Set 'method = "density"' to fit the new version of z-curve using density method (KD2). The original 
version of the density method as implemented in Brunner and Schimmack (2020) can be fitted by adding
'list(model = "KD1")' to the 'control' argument of 'zcurve'.

(We omit bootstrapping to speed the fitting process in this case)

```{r}
fit.KD2 <- zcurve(OSC.z, method = "density", bootstrap = FALSE)
fit.KD1 <- zcurve(OSC.z, method = "density", control = list(model = "KD1"), bootstrap = FALSE)

summary(fit.KD2)

summary(fit.KD1)
```

The 'control' argument can be used to change the number of iterations or reducing the convergence 
criterion in cases of non-convergence. It can be also used for constructing custom z-curves by 
changing the location of the mean components, their number or many other settings.
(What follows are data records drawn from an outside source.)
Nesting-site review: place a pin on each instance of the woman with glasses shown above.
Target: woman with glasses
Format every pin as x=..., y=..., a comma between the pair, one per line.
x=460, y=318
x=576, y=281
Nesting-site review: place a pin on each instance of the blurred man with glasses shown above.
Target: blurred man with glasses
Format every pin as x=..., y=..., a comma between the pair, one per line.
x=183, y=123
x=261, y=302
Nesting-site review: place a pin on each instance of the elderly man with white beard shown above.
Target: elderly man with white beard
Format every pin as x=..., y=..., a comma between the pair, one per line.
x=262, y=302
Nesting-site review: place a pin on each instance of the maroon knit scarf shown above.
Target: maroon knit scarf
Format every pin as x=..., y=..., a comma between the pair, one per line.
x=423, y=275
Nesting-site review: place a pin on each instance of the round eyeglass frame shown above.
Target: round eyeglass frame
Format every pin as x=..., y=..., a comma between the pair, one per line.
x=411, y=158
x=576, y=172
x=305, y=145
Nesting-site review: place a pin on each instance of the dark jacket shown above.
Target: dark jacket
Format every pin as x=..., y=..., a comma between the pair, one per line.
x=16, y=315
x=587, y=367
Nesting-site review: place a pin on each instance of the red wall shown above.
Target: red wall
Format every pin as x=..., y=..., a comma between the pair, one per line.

However, it is 
important to bear in mind that those custom models need to be validated first on simulation studies 
prior to their usage. For more information about the control settings see '?control_EM', '?control_density', 
and '?control_density_v1'.

If you encounter any problems or bugs, please, contact me at f.bartos96[at]gmail.com or submit an issue at
https://github.com/FBartos/zcurve/issues. If you like the package and use it in your work, please, cite it
as:
```{r}
citation(package = "zcurve")
```


## Sources
Bartoš, F., & Schimmack, U. (2020, January 10). Z-Curve.2.0: Estimating Replication Rates and Discovery Rates. https://doi.org/10.31234/osf.io/urgtn

Brunner, J., & Schimmack, U. (2020). Estimating population mean power under conditions of heterogeneity and selection for significance. Meta-Psychology, 4.

Open Science Collaboration. (2015). Estimating the reproducibility of psychological science. Science, 349(6251), aac4716.